La Fiscalía General de la República ilustra con claridad esta degradación institucional. Durante los ciclos de Hugo Chávez y Nicolás Maduro, el Ministerio Público dejó de actuar como garante de la legalidad para transformarse en un órgano de persecución selectiva. Figuras como Isaías Rodríguez, Luisa Ortega Díaz —designada en 2007— y posteriormente Tarek William Saab, evidencian la politización progresiva del cargo. Desde entonces, el Ministerio Público ha sido señalado por avalar detenciones arbitrarias, procesos judiciales sin garantías y, en general, por actuar como legitimador de prácticas represivas. Investigaciones recientes incluso vinculan su actuación con la persecución de dirigentes políticos y la instrumentalización del sistema penal.
Sin una Fiscalía autónoma, el ciudadano queda desprotegido frente a los abusos de quienes detentan el poder, tal como señalaba Norberto Bobbio**,** “el problema fundamental de los derechos no es justificarlos, sino protegerlos”. En Venezuela, el inconveniente ya no es normativo, sino institucional: existen derechos en el papel, pero no órganos independientes que los hagan efectivos. No hay instancia que investigue los delitos cometidos desde las estructuras gubernamentales ni mecanismo eficaz para sancionar la corrupción o las violaciones de derechos humanos. La justicia, en lugar de equilibrar, se subordina.

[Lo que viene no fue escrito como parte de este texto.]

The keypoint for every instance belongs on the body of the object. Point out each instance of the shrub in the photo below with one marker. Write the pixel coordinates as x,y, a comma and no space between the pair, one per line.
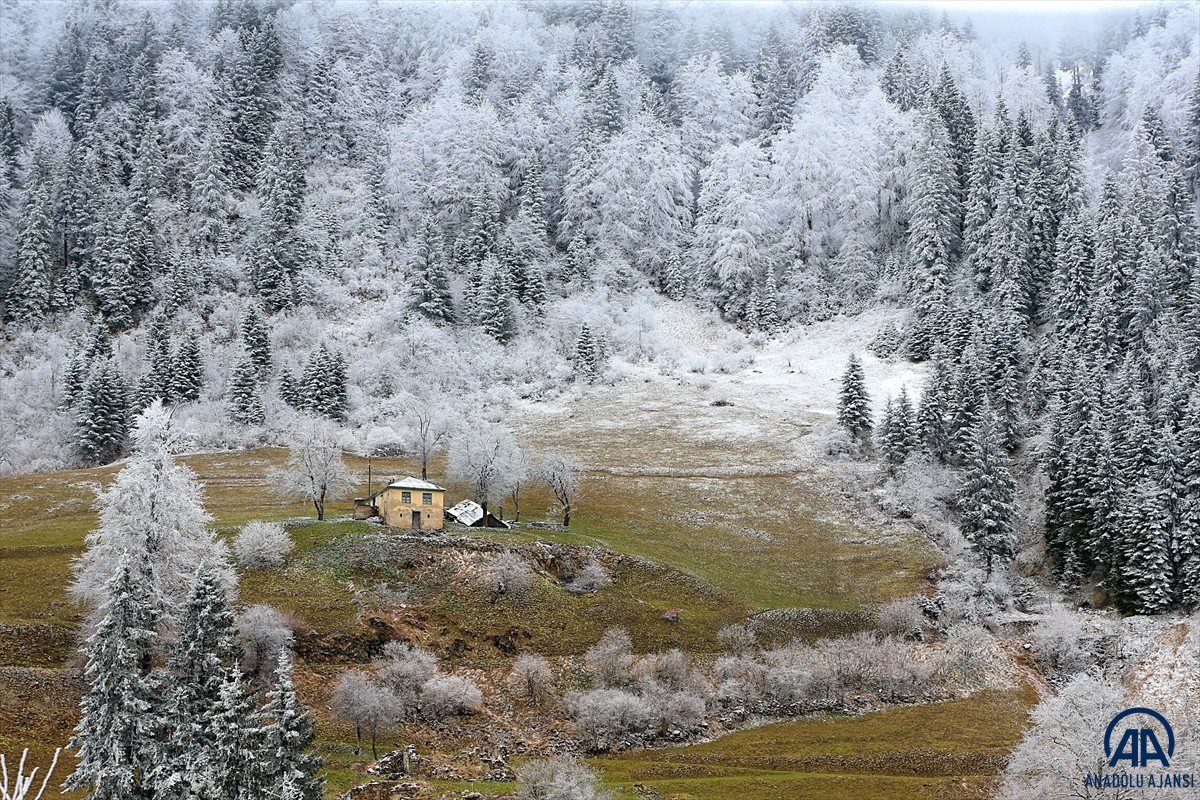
405,668
533,678
264,631
1062,643
508,573
737,638
559,779
611,657
901,617
605,715
445,696
261,545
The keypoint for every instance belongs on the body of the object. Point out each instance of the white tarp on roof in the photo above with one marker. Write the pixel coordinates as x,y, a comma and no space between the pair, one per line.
467,512
411,482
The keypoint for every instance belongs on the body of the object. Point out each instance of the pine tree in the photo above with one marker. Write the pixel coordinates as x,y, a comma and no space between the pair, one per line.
934,414
933,214
257,341
431,283
291,389
898,433
499,320
204,656
768,305
187,371
102,415
286,739
156,366
675,284
988,494
237,749
853,402
117,735
587,355
244,403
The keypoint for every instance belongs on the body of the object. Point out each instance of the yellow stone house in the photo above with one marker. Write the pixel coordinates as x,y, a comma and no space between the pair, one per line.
411,503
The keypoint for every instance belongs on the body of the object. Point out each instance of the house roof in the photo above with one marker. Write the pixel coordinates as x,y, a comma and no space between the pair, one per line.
466,512
407,482
411,482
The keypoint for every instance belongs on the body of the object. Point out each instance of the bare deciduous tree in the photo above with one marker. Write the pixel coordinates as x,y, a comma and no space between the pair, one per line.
315,470
262,543
611,657
367,704
430,425
562,475
263,631
533,678
559,779
483,456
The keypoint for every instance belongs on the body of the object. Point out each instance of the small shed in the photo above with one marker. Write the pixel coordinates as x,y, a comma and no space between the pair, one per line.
471,513
411,503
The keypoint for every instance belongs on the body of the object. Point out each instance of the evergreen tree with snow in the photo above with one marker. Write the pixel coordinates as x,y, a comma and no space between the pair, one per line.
499,316
29,296
117,738
291,390
198,668
988,494
237,745
853,402
244,402
286,739
102,414
431,283
933,211
153,510
588,361
675,283
187,371
256,341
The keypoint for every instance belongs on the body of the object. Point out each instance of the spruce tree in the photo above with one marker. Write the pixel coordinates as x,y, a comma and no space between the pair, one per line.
286,739
204,656
499,320
187,371
117,737
245,403
102,415
675,283
988,494
431,283
256,341
853,402
587,355
29,296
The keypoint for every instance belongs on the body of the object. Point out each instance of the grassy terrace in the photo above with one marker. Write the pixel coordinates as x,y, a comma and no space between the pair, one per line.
720,542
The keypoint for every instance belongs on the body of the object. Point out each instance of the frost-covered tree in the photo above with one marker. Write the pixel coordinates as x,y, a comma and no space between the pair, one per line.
562,476
853,402
121,716
480,456
731,226
988,494
244,401
286,740
151,512
315,470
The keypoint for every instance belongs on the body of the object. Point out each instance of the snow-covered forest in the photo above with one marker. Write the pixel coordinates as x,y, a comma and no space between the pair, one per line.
385,227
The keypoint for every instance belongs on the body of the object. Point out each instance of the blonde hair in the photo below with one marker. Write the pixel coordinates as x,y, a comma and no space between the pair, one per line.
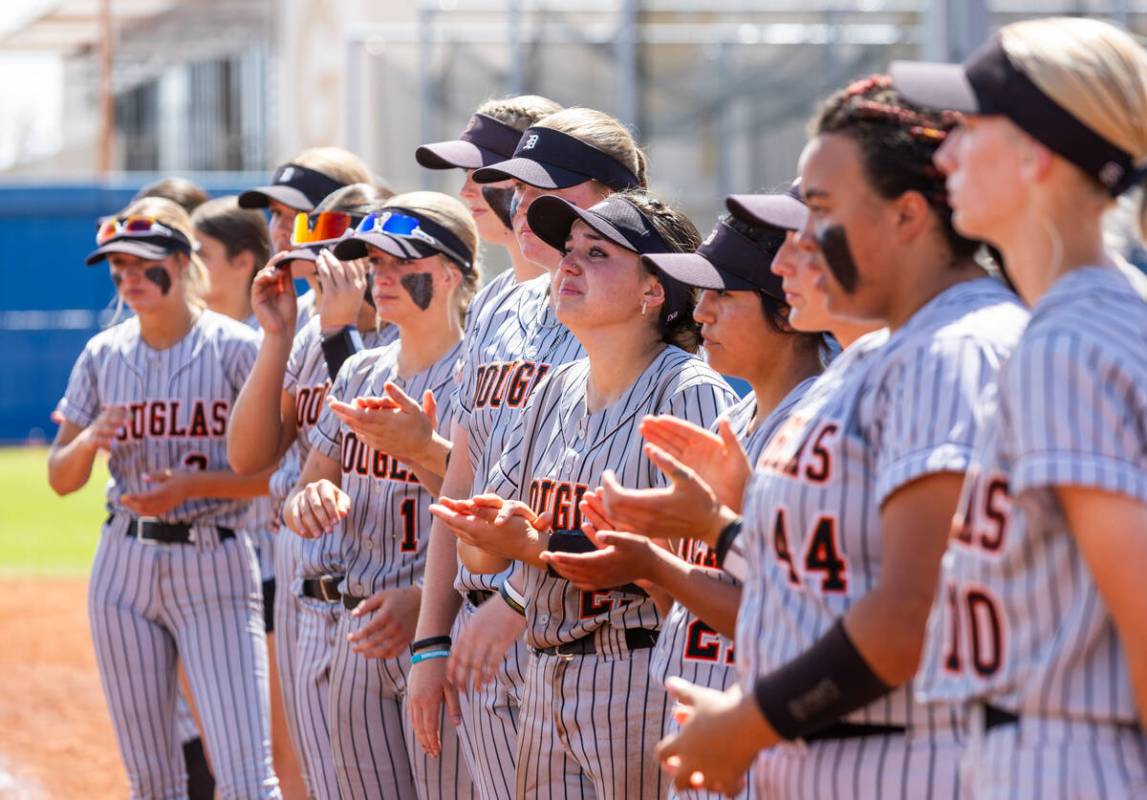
1090,68
453,216
520,111
172,215
601,131
336,163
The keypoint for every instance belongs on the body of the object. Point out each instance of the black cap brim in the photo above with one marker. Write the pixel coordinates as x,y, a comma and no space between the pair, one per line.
551,219
697,271
260,196
462,155
141,249
939,86
356,247
778,210
532,172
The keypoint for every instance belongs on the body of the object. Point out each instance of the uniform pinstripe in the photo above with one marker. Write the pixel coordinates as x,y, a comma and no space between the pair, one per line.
568,742
515,340
888,411
1020,622
383,541
688,647
200,603
314,622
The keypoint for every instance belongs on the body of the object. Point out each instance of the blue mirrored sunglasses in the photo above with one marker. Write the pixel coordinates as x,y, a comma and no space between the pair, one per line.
407,226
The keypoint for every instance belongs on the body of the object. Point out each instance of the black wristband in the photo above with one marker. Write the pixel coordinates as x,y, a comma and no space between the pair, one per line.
819,686
430,642
726,537
338,347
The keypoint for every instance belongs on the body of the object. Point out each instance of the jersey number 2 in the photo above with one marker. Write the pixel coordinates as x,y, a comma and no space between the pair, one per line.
410,513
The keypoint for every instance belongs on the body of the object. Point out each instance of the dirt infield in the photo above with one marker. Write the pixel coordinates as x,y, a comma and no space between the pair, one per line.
55,736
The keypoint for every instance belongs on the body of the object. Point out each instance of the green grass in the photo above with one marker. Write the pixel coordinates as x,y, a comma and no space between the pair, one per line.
41,534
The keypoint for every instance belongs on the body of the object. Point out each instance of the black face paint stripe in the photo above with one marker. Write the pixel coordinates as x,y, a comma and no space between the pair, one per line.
420,287
500,201
834,243
160,277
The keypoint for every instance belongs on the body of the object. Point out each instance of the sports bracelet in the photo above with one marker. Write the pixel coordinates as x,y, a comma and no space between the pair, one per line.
430,642
514,599
429,655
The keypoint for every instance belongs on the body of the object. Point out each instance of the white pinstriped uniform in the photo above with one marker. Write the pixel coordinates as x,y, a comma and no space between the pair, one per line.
888,411
150,605
570,743
688,647
383,541
515,340
1019,622
313,623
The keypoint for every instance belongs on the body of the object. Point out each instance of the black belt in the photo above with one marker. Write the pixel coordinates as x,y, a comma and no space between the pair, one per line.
850,730
154,531
477,596
636,638
996,716
325,588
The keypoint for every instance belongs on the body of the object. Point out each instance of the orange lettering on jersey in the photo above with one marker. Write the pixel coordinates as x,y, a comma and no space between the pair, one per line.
560,498
361,459
163,419
985,514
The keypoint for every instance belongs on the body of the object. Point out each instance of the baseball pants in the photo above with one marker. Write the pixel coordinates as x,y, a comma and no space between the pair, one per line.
375,751
588,728
153,605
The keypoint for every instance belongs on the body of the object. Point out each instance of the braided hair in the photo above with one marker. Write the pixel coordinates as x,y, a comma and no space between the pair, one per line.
676,319
897,142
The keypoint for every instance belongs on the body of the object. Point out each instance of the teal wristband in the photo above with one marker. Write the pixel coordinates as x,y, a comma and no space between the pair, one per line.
429,655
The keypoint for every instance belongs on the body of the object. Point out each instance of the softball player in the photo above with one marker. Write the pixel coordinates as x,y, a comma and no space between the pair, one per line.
1039,626
849,505
299,185
421,250
278,408
592,647
172,576
510,347
744,333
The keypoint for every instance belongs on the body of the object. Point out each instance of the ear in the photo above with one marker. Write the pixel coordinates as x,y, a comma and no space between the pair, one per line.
913,215
654,295
244,262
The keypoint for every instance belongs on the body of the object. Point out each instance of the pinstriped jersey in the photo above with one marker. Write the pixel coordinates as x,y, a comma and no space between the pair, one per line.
383,537
558,450
890,410
1019,618
178,405
687,646
515,342
309,381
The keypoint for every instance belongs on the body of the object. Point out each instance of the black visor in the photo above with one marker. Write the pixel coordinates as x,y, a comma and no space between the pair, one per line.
484,141
988,83
297,187
786,210
727,259
430,240
615,218
552,160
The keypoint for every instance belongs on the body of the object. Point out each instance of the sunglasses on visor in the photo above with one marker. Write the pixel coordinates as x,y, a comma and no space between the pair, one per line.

Algo similar ocurre con la Defensoría del Pueblo. Lejos de erigirse como la voz de los ciudadanos, esta institución ha sido caracterizada por su silencio frente a violaciones sistemáticas de derechos humanos. La gestión de funcionarios como Alfredo Ruiz —designado en 2017— ha sido objeto de cuestionamientos precisamente por esa omisión. No se trata simplemente de ineficiencia: es la renuncia deliberada a cumplir su mandato constitucional.
La Contraloría General de la República, por su parte, ha dejado de ejercer su función esencial de control del gasto público. En lugar de investigar la corrupción estructural que ha devastado la economía venezolana, ha sido utilizada como instrumento de persecución política mediante la figura de las inhabilitaciones administrativas. Casos como el nombramiento de Elvis Amoroso en 2018, en medio de cuestionamientos sobre la legalidad del proceso, reflejan esta distorsión institucional. Así, el control dejó de ser técnico para convertirse en discrecional, y la transparencia fue sustituida por la opacidad. La corrupción, lejos de ser combatida, ha sido tolerada —cuando no protegida— por los órganos encargados de erradicarla.
Todo ello desemboca en la paradoja más grave: la existencia de un “Poder Moral” en un sistema donde la moral pública ha sido erosionada de forma sistemática. Como advertía Alexis de Tocqueville**,** las instituciones democráticas no pueden sostenerse sin un sustrato ético que las legitime; cuando ese sustrato desaparece, las formas sobreviven, pero el espíritu democrático se extingue.
No es casual que, en este contexto, la credibilidad del Poder Ciudadano haya colapsado. Cuando no hay “parte de buena fe” en el ejercicio del poder —cuando quienes deben garantizar justicia, derechos y transparencia actúan con parcialidad deliberada— el Estado deja de ser un árbitro para convertirse en actor interesado. Ya desde los primeros años del chavismo se advertía que estos órganos actuaban alineados con el Ejecutivo, incumpliendo su deber de control y sanción. Lo que en un inicio fue una señal de alerta se consolidó con el tiempo como una práctica estructural. En ese escenario, el ciudadano no solo pierde protección: pierde la posibilidad misma de reclamar.
La tragedia venezolana no es únicamente económica o social; es, ante todo, institucional. Sin autonomía en los poderes públicos no hay República posible. Y sin República, la ley no es más que una herramienta al servicio de quienes la manipulan.